Hüseyin Alkan
İstanbul
İstanbul, pırıl pırıl bir güneşle parlıyor.
Havaalanından başlayan, sarı kırmızı çiçeklerle bezeli yol, çocuksu coşkusuyla şehre kadar peşimi bırakmıyor.
Camın öbür tarafında kendimi görüyorum. Yerdeyim. Çimlere basmakla kalmıyor, koklamadık gül bırakmıyorum.
20 yıl önce böyle güneşli bir havada terk ettiğim İstanbul beni anlayışla karşılıyor.
Seçim için izlenim toplayacağım.
Adet olduğu üzere sürücüye seçimler hakkında ne düşündüğünü sormadığımı fark ediyorum. Ama taksiyle değil, otobüsle geldiğimi ve şoförle konuşmanın yasak olduğunu hatırlıyorum.
İstiklal'deyim. Emek Demokrasi ve Özgürlük Bloku'ndan bağımsız aday Sırrı Süreyya Önder'in standından broşür alıyorum.

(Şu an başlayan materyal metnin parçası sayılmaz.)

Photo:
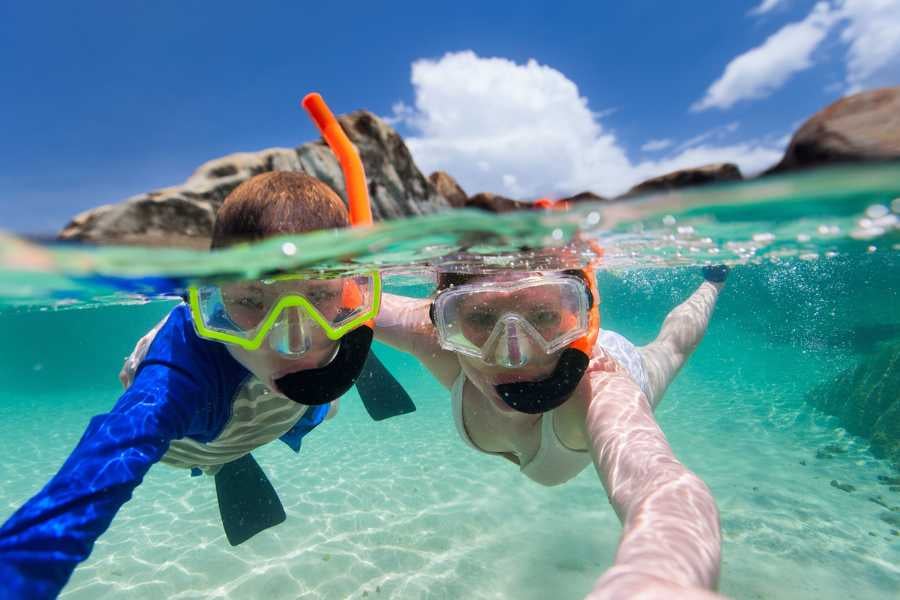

Bir gönüllüye neden Önder'e destek verdiklerini soruyorum. “Ben sosyalistim. Kürt değilim ama Kürtlerin haklarını savunduğu için” diyor.
Selahattin adlı bir başka gönüllü de aynı heyecanla cevap veriyor. Hemen yanındaki TKP standından aldığım broşür “Kardeş, Boyun Eğme” diyor.
Kürşat Akyol ile buluşacağız.
“Sıraselviler'den in, İlkyardım'ı geç, göreceksin” diyor. Sıraselviler'den iniyorum ama İlkyardım'ı geçemiyorum. Dar sokaklardan iniyorum.
Kapısında eski bavullar olan antikacıları geçiyorum. Antikacıdan daha eski bir dükkanın önündeki oturan adama yöneliyorum.
Firuz Ağa camiini soracağım ama daha sormadan “Bilmiyorum” diyor. Usanmış anlaşılan, ama ben yine de içimden soruyorum. Sokağı döner dönmez, Firuz Ağa Cami'nin dibindeki kahvede büyük bir kalabalıkla karşılaşıyorum. Kürşat dışında, bütün İstanbul orada. Kimse seçim konuşmuyor.
Kürşat'ın evindeyiz. Güneş batmak üzere. Taksiciyle konuşamadığımı yeniden hatırlıyorum. 'İstanbul Taksiciler Birliği Başkanı'yla konuşayım' diyorum. Bayram Hacıhaliloğlu 'Burası uzak' diyor ve telefonla konuşmayı öneriyor. Seçimlerden ne beklediklerini ve İstanbul trafiğini soruyorum:
“İstanbul'da 18 bin taksi var. Ama korsan taksilerin sayısı 100 binden fazla.
"Başbakan sadece korsan taksilerin değil, taksicilerin de cezalandırılması için yasa yapma sözü verdi. İstanbul trafiği belki iyiye gitmiyor ama kötüye de gitmiyor.
"AK Parti'ye iki kez dava açmış biri olarak haklarını yememek lazım. Yaptıkları ortada. Diğer partilerin İstanbul trafiği için bir projesini görmedim. 52 memlekete gittim. Her bir milyon nüfusa bin taksi düşmesi lazım. Bizde taksi sayısı fazla. Her gün trafiğe 600 araç çıkıyor. Buna rağmen toplamda araç sayımız az, yollarımız daha fazla olmasına rağmen trafikte çok fazla vakit kaybediyoruz. Bu yeterince park yeri olmamasından ve sürücülerin kurallara uymamasından kaynaklanıyor.”
Hacıhaliloğlu telefonu kapatırken “Ben onca yıllık taksiciyim. Ama toplu ulaşım araçlarını tercih ediyorum” diyor.
Akşam otele dönüyorum. Kahvedeki sessiz kalabalığı akşam televizyonda seçim tartışırken buluyorum.